Canadian is a town in Pittsburg County, Oklahoma, United States. As of the 2020 census, the community had 143 residents.

==History==
At the time of its founding, Canadian was located in Tobucksy County, Choctaw Nation, in the Indian Territory. The settlement was originally called South Canadian, taking its name from the nearby South Fork of the Canadian River, now called Gaines Creek. A post office was established at South Canadian, Indian Territory on May 29, 1873. The name was changed to Canadian on December 11, 1899.

During the Civil War, the nearby Canadian Depot was an important supply depot.

==Geography==

According to the United States Census Bureau, the town has a total area of 0.8 sqmi, all land.

==Demographics==

Historical population
| Census | Pop. | Note | %± |
| 1900 | 522 |  | — |
| 1910 | 481 |  | −7.9% |
| 1920 | 373 |  | −22.5% |
| 1930 | 295 |  | −20.9% |
| 1940 | 385 |  | 30.5% |
| 1950 | 277 |  | −28.1% |
| 1960 | 255 |  | −7.9% |
| 1970 | 304 |  | 19.2% |
| 1980 | 279 |  | −8.2% |
| 1990 | 261 |  | −6.5% |
| 2000 | 239 |  | −8.4% |
| 2010 | 220 |  | −7.9% |
| 2020 | 143 |  | −35.0% |
U.S. Decennial Census

===2020 census===

As of the 2020 census, Canadian had a population of 143. The median age was 42.5 years. 25.2% of residents were under the age of 18 and 22.4% of residents were 65 years of age or older. For every 100 females there were 110.3 males, and for every 100 females age 18 and over there were 98.1 males age 18 and over.

0.0% of residents lived in urban areas, while 100.0% lived in rural areas.

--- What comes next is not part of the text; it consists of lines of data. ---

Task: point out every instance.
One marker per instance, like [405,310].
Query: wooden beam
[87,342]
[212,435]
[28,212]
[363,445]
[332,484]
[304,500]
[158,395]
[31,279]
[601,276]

There were 58 households in Canadian, of which 36.2% had children under the age of 18 living in them. Of all households, 55.2% were married-couple households, 13.8% were households with a male householder and no spouse or partner present, and 22.4% were households with a female householder and no spouse or partner present. About 12.0% of all households were made up of individuals and 8.6% had someone living alone who was 65 years of age or older.

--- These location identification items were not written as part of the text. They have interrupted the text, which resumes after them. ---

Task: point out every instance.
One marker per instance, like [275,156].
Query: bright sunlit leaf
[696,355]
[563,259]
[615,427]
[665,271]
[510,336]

There were 73 housing units, of which 20.5% were vacant. The homeowner vacancy rate was 0.0% and the rental vacancy rate was 12.5%.

Racial composition as of the 2020 census
| Race | Number | Percent |
|---|---|---|
| White | 124 | 86.7% |
| Black or African American | 0 | 0.0% |
| American Indian and Alaska Native | 11 | 7.7% |
| Asian | 0 | 0.0% |
| Native Hawaiian and Other Pacific Islander | 0 | 0.0% |
| Some other race | 0 | 0.0% |
| Two or more races | 8 | 5.6% |
| Hispanic or Latino (of any race) | 1 | 0.7% |

===2000 census===
As of the census of 2000, there were 239 people, 99 households, and 62 families residing in the town. The population density was 318.9 PD/sqmi. There were 114 housing units at an average density of 152.1 /sqmi. The racial makeup of the town was 79.50% White, 12.55% Native American, and 7.95% from two or more races.

There were 99 households, out of which 28.3% had children under the age of 18 living with them, 47.5% were married couples living together, 11.1% had a female householder with no husband present, and 36.4% were non-families. 30.3% of all households were made up of individuals, and 20.2% had someone living alone who was 65 years of age or older. The average household size was 2.41 and the average family size was 2.98.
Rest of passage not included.